01 May 2009


It goes without saying that the burger you order in a restaurant should arrive ready to be eaten. But should it come ready to be photographed, too? With the proliferation of food blogs published by amateur, unannounced, and anonymous restaurant-goers, we may have entered an era when they do.

Consider my photographs from last week's dinner at Umami Burger, a Los-Angeles newcomer to the sophisticated-burger scene. There is nothing special about the photos. I do not have photographic skill. It is the burgers that are extraordinary--albeit in a way easily overlooked because we are used to seeing the effect in question in food-magazine photography. Look again.

Notice the perfectly even sheen on the top bun? From my entire personal history of consuming restaurant hamburgers, I do not recall being presented with a burger so artfully shellacked. Having enjoyed many tasty burgers in my time, including "gourmet" burgers, I conclude that such a feature is unnecessary for taste or as a byproduct of cooking methods.

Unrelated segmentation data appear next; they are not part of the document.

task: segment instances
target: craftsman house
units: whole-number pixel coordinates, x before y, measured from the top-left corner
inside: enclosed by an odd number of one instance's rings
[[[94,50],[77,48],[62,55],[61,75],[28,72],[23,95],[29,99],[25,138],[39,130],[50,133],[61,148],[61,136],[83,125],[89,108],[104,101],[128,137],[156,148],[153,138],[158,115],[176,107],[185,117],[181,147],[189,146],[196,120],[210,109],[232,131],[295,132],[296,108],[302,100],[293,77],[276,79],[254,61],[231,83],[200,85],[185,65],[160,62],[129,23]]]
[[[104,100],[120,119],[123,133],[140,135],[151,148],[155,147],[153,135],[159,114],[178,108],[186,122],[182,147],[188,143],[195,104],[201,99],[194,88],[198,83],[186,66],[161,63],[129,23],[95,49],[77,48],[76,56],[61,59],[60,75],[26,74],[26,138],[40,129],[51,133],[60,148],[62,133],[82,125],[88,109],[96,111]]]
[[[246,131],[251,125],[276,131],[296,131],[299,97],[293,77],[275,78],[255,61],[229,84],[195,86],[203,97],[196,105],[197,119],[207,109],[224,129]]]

Of course, I've known shiny streaks and spots and smears--accidental grease. The unintended traces of a fast-moving cook. But at Umami Burger there was such complete coverage, and consistent, too, on every burger carried out of the kitchen. I should mention that the glossiness did not detract from taste. Our burgers did not taste oily, but delectable. So I believe these burgers were deliberately dressed to impress--the eye and the lens, not the taste buds. Put in terms of food porn, our burgers were "fluffed."

More than that, they were prepared to compensate for my unprofessional food photography, my lack of food-stylist help and expertise, and that of all the other food bloggers snapping flashless photos between courses. Our amateur photography cannot be relied upon for public relations to the restaurant's advantage. Perhaps we should see blog-ready food as a tactic in restaurant media defense. Through it, a restaurant can reclaim some of the control over its visual representation that it lost in the proliferation of amateur reportage.